White Noise by Don Delillo
What it’s about: Teacher Jack Gladney, living in Middle America, with Babette, his fourth wife, has his world shaken when a black chemical cloud created by an industrial accident floats over his town. But Delillo makes you question; what is more harmful, this obvious black cloud or the invisible, unnatural chemicals floating through the air, like microwaves, radio transmissions, and the dull hum of a highly consumerist society.
Connection to millennials: Delillo mocks society’s easy acceptance of mass culture, name-branded ultra consumerism, and the disappearance of individual identity. Jack’s four kids are attachted to modern technology, and demonstrate technologies scary ability to desensitize us, starting from youth. Also notable is the fact that Jack has been through multiple divorces.
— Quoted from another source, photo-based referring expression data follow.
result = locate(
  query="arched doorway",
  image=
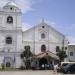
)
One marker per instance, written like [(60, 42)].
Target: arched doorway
[(42, 63), (43, 48)]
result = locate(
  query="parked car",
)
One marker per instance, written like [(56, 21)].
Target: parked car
[(69, 69)]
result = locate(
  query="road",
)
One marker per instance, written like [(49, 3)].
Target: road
[(30, 72)]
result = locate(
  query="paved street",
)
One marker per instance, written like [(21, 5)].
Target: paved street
[(29, 73)]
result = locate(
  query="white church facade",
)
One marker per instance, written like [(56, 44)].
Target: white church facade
[(40, 38)]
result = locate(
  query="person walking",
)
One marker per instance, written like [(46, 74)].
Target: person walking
[(55, 68)]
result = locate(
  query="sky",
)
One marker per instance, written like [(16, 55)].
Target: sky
[(60, 14)]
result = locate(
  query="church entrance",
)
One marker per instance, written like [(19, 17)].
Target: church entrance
[(43, 63)]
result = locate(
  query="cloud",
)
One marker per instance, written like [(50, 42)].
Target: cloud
[(71, 39), (24, 5), (25, 26)]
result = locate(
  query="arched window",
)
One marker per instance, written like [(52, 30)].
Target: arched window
[(43, 35), (8, 40), (9, 19), (43, 48)]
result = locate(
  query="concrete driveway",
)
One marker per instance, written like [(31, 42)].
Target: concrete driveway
[(29, 72)]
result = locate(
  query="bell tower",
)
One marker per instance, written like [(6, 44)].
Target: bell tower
[(11, 33)]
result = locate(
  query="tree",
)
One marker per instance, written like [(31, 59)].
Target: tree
[(61, 54), (25, 55)]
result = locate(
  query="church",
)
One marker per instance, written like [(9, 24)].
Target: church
[(41, 38)]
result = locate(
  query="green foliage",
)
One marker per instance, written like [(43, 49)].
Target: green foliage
[(61, 54)]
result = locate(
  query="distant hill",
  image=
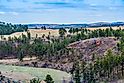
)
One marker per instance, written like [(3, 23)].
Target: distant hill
[(57, 26)]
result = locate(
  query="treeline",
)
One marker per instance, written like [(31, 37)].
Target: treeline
[(8, 28), (22, 46)]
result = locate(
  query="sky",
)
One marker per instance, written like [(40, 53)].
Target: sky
[(61, 11)]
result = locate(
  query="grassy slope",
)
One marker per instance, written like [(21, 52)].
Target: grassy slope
[(27, 73)]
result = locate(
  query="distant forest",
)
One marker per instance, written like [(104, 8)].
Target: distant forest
[(8, 28)]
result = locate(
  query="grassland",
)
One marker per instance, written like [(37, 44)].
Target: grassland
[(27, 73), (53, 32)]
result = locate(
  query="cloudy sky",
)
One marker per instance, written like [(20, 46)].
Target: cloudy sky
[(61, 11)]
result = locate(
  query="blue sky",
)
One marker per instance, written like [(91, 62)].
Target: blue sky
[(61, 11)]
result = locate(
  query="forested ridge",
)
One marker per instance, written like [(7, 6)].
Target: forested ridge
[(8, 28)]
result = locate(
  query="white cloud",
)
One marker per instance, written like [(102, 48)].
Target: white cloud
[(14, 13), (2, 13)]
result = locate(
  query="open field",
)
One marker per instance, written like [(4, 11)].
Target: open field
[(33, 32), (27, 73), (53, 32)]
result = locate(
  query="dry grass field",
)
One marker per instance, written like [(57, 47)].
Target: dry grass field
[(27, 73), (53, 32)]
Super Sad True Love Story by Gary Shteyngart
What it’s about: A world where social-media is no longer confined to the screen and people walk around with hotness ratings and credit scores on display. Set in near-future New York City, this dystopian novel shows readers what it’s like to be a middle-aged immigrant amongst a hedonistic generation obsessed with social media and buying things. It is a tale of love, and the difficulty in pursuing romance, especially among two people who are not quite up-to-date with modern society.
Connection to millennials: Like White Noise, Shteyngart’s novel comments on what he finds to be the ills of contemporary society, mainly our ability to ignore individuals and focus on superficial traits deemed important by consumerist culture and social media. Unlike many Generation Y-based books, this slight-dystopian story focuses on what it’s like to be on the outside- to not quite fit in to a dysfunctional, emotionally detached, un-romantic, and economically burdened life.